Sheet sheet = wb.getSheet(sheetName);
boolean firstRow = true;
ArrayList<String> myStringArray = new ArrayList<String>();
Iterator<Cell> cells = sheet.getRow(0).cellIterator();
while (cells.hasNext()) {
myStringArray.add(cells.next().toString());
}
for (Row row : sheet) {
if (firstRow == true) {
firstRow = false;
continue;
}
if (!sheetName.equals("Sheet1")) {
out.println("t<element>");
}
for (int i = 0; i < myStringArray.size(); i++) {
if (row.getCell(i) != null && !(row.getCell(i)).toString().isEmpty()
&& row.getCell(i).toString().length() > 0) {
if(!(myStringArray.get(i) != null && myStringArray.get(i).toString().equals("Start_Epoch_Time") || myStringArray.get(i).toString().equals("End_Epoch_Time"))){
out.println(formatElement("tt", myStringArray.get(i), formatCell(row.getCell(i))));
} else{
long ePochValue=EpochConverter.getepochValue(row.getCell(i).toString());
out.println(formatElement("tt", myStringArray.get(i), String.valueOf(ePochValue)));
}
} else {
blankValues.add(sheetName +":" + "column header" +":" +myStringArray.get(i)+":"+"row no:"+row.getRowNum()+" " +"is blank.");
}
}
if (!sheetName.equals("Sheet1")) {
out.println("t</element>");
}
}
}
out.write("</root>");
out.flush();
out.close();
if(blankValues != null && blankValues.size() >0){
FileUploadController.writeErrorLog(blankValues + "Please fill all the mandatory values.");
}
} catch (Exception e) {
new DTHException(e.getMessage());
e.printStackTrace();
}
}
private static String formatCell(Cell cell)
{
if (cell == null) {
return "";
}
switch (cell.getCellType()) {
case Cell.CELL_TYPE_BLANK:
return "";
case Cell.CELL_TYPE_BOOLEAN:
return Boolean.toString(cell.getBooleanCellValue());
case Cell.CELL_TYPE_ERROR:
return "*error*";
case Cell.CELL_TYPE_NUMERIC:
return df.format(cell.getNumericCellValue());
case Cell.CELL_TYPE_STRING:
return cell.getStringCellValue();
default:
return "<unknown value>";
}
}
private static String formatElement(String prefix, String tag, String value) {
StringBuilder sb = new StringBuilder(prefix);
sb.append("<");
sb.append(tag);
if (value != null && value.length() > 0) {
sb.append(">");
sb.append(value);
sb.append("</");
sb.append(tag);
sb.append(">");
} else {
sb.append("/>");
}
return sb.toString();
}

在下面的行中,我在检查此row.getCell(i)值时获得了确切的马拉地语值,但是在编写此值后获得了不同的输出。

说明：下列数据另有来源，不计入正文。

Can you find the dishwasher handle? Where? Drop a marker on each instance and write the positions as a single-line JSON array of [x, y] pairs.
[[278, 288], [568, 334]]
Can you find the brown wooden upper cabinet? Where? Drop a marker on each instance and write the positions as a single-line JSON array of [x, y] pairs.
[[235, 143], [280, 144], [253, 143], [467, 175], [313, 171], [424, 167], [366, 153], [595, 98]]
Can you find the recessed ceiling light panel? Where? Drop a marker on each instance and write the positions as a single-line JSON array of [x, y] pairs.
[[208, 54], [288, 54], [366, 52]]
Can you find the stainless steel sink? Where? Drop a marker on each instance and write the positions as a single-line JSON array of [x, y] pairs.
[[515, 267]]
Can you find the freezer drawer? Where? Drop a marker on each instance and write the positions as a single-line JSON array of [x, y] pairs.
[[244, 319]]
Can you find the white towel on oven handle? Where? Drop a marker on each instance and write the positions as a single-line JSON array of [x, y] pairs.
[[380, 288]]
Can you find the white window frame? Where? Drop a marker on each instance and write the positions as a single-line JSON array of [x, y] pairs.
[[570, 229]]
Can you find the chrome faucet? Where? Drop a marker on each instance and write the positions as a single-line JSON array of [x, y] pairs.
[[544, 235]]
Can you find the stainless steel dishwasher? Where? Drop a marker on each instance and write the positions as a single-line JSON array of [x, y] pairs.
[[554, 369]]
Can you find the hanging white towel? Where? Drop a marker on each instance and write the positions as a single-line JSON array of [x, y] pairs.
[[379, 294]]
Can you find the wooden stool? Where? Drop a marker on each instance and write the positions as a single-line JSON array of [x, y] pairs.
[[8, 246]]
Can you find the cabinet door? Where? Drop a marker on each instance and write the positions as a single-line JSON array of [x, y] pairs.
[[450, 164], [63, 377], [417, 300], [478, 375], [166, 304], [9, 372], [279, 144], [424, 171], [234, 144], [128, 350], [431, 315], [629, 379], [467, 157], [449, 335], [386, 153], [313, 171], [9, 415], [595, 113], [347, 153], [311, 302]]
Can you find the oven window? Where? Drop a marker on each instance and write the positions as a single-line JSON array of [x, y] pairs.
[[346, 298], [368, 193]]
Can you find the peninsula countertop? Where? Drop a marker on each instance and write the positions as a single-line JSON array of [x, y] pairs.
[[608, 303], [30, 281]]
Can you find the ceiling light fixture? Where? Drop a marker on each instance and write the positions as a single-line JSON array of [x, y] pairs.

out.println(formatElement("\t\t", myStringArray.get(i), formatCell(row.getCell(i)));

你的代码有两个大问题。

1)您显然正在使用Windows(路径C:\Temp),但是 - 正如Axel Richter在评论中已经指出的那样 - 您正在使用输出文件的默认编码。直接使用文件名创建FileWriter会为您提供平台的默认编码,即 Windows ANSI for Windows。不是您想要的,因为稍后您将使用 UTF-8 作为编码编写 XML 标头声明。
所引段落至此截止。